After reviewing the progress in this field of human embryonic models, it is worth considering a bioethical perspective that helps us clarify the path we should follow. First of all, we should know what we build these models from. If it is from embryonic stem cells we would be causing the death of a human embryo and that would not be correct. If it is from induced pluripotent stem cells, reprogramming adult cells, there would be no major objection, but we should know what we are developing because, the moment we find that a human embryo has been produced, it will deserve all our respect, in accordance with the dignity that the human being, the person, has.
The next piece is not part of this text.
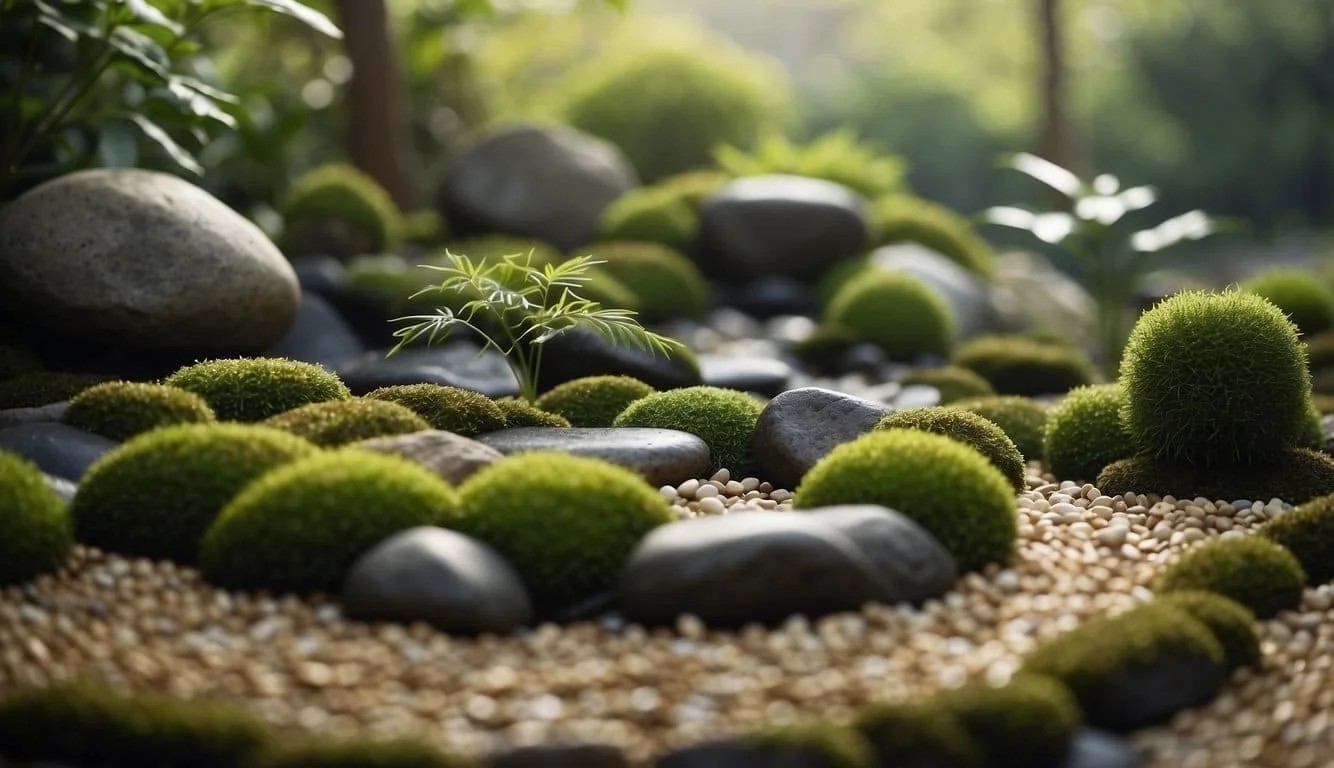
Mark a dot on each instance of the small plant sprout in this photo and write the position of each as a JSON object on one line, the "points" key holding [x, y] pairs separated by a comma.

As is evident throughout the article, scientists are trying to strike an impossible balance: understanding embryonic development without manipulating the embryo, but creating something that is increasingly identified with the human embryo, to the point that it can be indistinguishable from it. Here we see the contradiction between work that claims to respect ethics while at the same time approving the use of human embryos left over from assisted fertilisation clinics. It is certainly possible that great benefits for humanity could be obtained from their research, such as knowledge of fertility, the invention of new medicines or embryonic development, although at the moment we do not know the social value of these latest experiments. But, even if important advances were achieved, it is not in accordance with ethics to justify the means by the end.